We are aware of the issues connecting to services in UK South, please refer to https://t.co/Dw19fIGsXf for updates.
— Azure Support (@AzureSupport) July 20, 2017
Accepting that we weren’t going to fix Azure’s connectivity issues, where do we see the positives for Seamless?
1. Our alerting let us know it was happening (before Microsoft confirmed any issues)
The Seamless monitoring alerted us to the first connectivity alert at approx. 19:43. This seemed to be an isolated alert, however we received a second connectivity alert at 22:30 and they began to be raised regularly at that time. We then began our own investigation and the Azure service page confirmed a connectivity issue at approx. 23:30. Shortly after that, we issued our alert to the Seamless user community.

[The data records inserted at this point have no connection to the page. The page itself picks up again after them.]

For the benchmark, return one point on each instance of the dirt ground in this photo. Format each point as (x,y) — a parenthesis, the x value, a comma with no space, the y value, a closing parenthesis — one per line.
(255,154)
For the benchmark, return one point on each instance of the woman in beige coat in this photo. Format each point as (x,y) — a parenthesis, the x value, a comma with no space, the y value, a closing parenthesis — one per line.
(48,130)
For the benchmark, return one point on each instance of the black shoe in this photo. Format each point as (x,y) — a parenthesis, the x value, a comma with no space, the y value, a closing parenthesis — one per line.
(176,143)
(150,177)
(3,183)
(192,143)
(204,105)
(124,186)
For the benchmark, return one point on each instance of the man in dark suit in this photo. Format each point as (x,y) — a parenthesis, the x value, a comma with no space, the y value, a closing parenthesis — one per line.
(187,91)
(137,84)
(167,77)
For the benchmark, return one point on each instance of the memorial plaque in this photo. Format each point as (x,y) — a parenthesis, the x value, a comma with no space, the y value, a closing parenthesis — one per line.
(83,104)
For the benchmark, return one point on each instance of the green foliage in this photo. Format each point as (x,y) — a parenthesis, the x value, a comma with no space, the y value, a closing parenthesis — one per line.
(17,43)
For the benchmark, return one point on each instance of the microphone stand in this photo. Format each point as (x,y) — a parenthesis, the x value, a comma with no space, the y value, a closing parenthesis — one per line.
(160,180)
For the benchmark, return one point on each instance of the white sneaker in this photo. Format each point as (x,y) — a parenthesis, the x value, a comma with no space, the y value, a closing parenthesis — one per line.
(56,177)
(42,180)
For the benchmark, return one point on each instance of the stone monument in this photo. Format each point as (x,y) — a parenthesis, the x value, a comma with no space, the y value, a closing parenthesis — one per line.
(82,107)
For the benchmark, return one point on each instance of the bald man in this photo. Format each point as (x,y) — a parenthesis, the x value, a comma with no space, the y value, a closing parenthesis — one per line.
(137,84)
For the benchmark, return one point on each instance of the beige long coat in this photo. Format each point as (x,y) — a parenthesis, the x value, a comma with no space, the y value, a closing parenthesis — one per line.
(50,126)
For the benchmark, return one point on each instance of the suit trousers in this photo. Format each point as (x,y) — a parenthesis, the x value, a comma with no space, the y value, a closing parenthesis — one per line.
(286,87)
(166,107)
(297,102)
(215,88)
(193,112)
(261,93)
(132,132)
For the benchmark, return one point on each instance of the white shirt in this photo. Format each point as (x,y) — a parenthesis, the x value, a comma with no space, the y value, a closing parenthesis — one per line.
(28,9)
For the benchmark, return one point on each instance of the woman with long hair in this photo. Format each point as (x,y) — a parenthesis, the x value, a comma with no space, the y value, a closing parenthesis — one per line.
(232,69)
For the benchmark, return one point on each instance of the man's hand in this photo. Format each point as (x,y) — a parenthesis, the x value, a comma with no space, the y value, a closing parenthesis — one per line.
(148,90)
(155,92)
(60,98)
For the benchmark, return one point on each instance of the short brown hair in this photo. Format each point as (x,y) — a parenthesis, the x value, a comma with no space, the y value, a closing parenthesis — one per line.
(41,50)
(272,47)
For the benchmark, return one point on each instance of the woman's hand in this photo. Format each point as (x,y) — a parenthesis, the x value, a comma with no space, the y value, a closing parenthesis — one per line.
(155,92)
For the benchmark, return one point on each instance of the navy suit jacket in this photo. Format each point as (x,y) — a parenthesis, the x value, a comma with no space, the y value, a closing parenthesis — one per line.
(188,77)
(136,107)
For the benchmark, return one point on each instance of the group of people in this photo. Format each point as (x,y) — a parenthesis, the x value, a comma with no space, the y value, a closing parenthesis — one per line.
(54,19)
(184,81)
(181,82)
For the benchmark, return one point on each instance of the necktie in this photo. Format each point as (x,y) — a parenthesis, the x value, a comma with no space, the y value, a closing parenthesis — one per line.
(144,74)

2. When Azure connectivity returned, Seamless shrugged its shoulders and carried on working
Bearing in mind that connectivity was the primary issue, the service itself actually continued running. As soon as connectivity was restored, data continued sync’ing with no intervention from us (or, of course, our customers). Any data that had not been collected at source would’ve then been collected and posted to target systems. Any data “in transit” when the connectivity issues started was processed and sync’ed to relevant target(s).
3. We had mitigation actions ready in case we needed to support customers
Our mitigation options are typically to redeploy the service and the config to other Azure locations (subject to relevant instructions from our customers bearing in mind potential data considerations). In the event that the UK South region was not restored by the start of the business day, we were in a position to relocate the service and client configurations to Western Europe (Dublin). This would’ve taken us less than an hour and no data would’ve been lost in this process.
As Microsoft restored the Azure service around 01:40, this was not necessary.
No-one likes downtime and we recognise that we’re lucky that these 3 hours were outside of core business hours for our current customer base. In practice, we continue to believe that a Microsoft data centre is more secure and robust than were we to build our own. In this light, we architected the Seamless service to “fail elegantly” and although disappointed this had to be tested in anger, we’re delighted that it worked as we would’ve expected it to.